Indeed, the titles of two of the most important books in Canada in recent years indicate the concern here. One is Stephen Marche’s The Next Civil War War: Dispatches from the American Future (2022). The other is Rob Goodman’s Not Here: Why American Democracy is Eroding and How Canada Can Protect Itself (2023).

I’ve read them both. I don’t recognize the country these books are talking about — but I recognize the worry they convey.

In Not Here, Goodman, who began teaching at Toronto Metropolitan University (formerly Ryerson University) after a career as a speechwriter on Capitol Hill, writes, “If America’s democratic erosion continues, it is hard to imagine Canada’s democracy remaining unscathed as long as it remains in a position of economic dependency on America.”

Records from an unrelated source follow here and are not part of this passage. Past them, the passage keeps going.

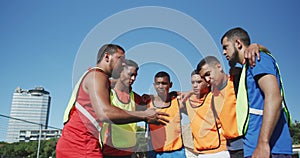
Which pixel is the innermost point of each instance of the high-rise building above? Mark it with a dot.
(30, 105)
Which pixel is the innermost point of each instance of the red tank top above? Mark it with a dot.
(79, 137)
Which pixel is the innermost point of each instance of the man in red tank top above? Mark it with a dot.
(80, 135)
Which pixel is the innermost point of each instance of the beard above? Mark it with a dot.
(235, 57)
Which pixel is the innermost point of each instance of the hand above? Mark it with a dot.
(262, 151)
(146, 98)
(155, 117)
(184, 96)
(251, 53)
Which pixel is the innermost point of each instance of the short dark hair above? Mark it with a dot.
(237, 33)
(194, 72)
(132, 63)
(162, 74)
(207, 60)
(109, 48)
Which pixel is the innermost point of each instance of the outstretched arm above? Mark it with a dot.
(272, 109)
(252, 52)
(96, 85)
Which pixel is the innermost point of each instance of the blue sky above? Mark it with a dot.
(50, 43)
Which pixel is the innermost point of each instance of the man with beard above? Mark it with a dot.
(260, 88)
(90, 106)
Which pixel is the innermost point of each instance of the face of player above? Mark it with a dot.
(162, 85)
(211, 74)
(198, 84)
(128, 75)
(117, 61)
(229, 51)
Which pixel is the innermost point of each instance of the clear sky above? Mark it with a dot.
(51, 43)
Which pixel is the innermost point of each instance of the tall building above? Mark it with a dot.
(30, 105)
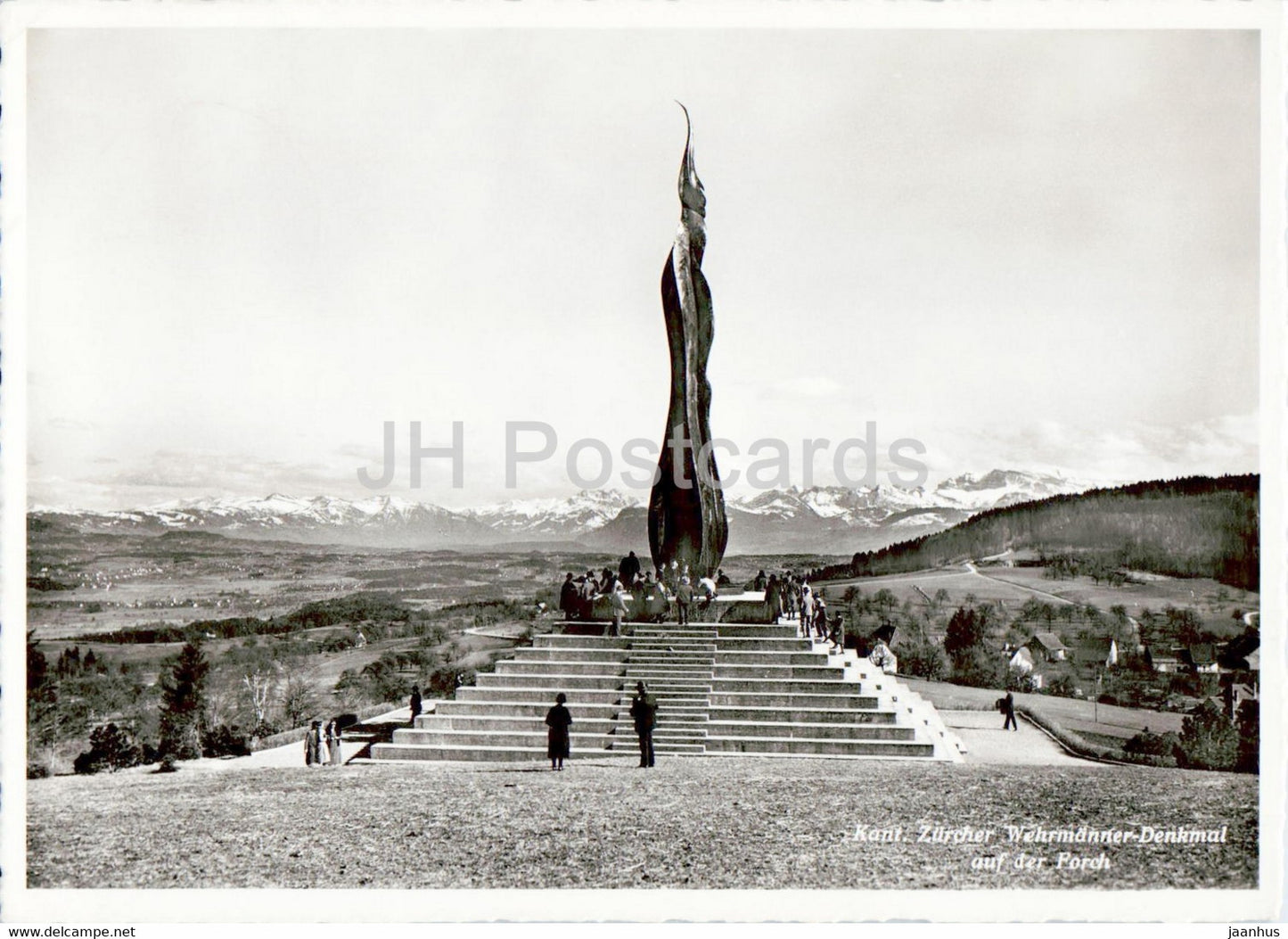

Stephen Marche, a prominent Canadian commentator, begins The Next Civil War with a chilling sentence: “The United States is coming to an end. The question is how.” He then goes on to say, “The United States is descending into the kind of sectarian conflict usually found in poor countries with histories of violence, not the world’s most enduring democracy and largest economy.

These two volumes come on the heels of a July 2022 article in The Walrus magazine titled “How an Unstable US Threatens Canada’s National Security,” in which Ira Wells, a University of Toronto professor of literature and cultural criticism, argued that, “for all of its continued economic dominance, the US often appears on the brink of anarchy.” Wells said that political violence south of the border might “involve complicated and unpredictable spillover events in Canada.”

Jeremy Kinsman, who served as a Canadian diplomat in Washington before being the country’s ambassador to Moscow, the United Kingdom (high commissioner in Canadian diplomatic parlance), and the European Union, speaks of “the carnival down South” and told me that Canadians are “in a state of bewilderment that so many Americans can, after January 6 and everything else, tolerate Donald Trump.” He called the phenomenon “a new glimpse into the state of humanity,” and he said “we are baffled by it.” And, like all his countrymen and women, it’s a subject he continually returns to as Canada, in the words of its national anthem, stands on guard.

David Shribman, a former Boston Globe Washington bureau chief and executive editor emeritus of the Pittsburgh Post-Gazette, is a dual citizen of Canada and the United States.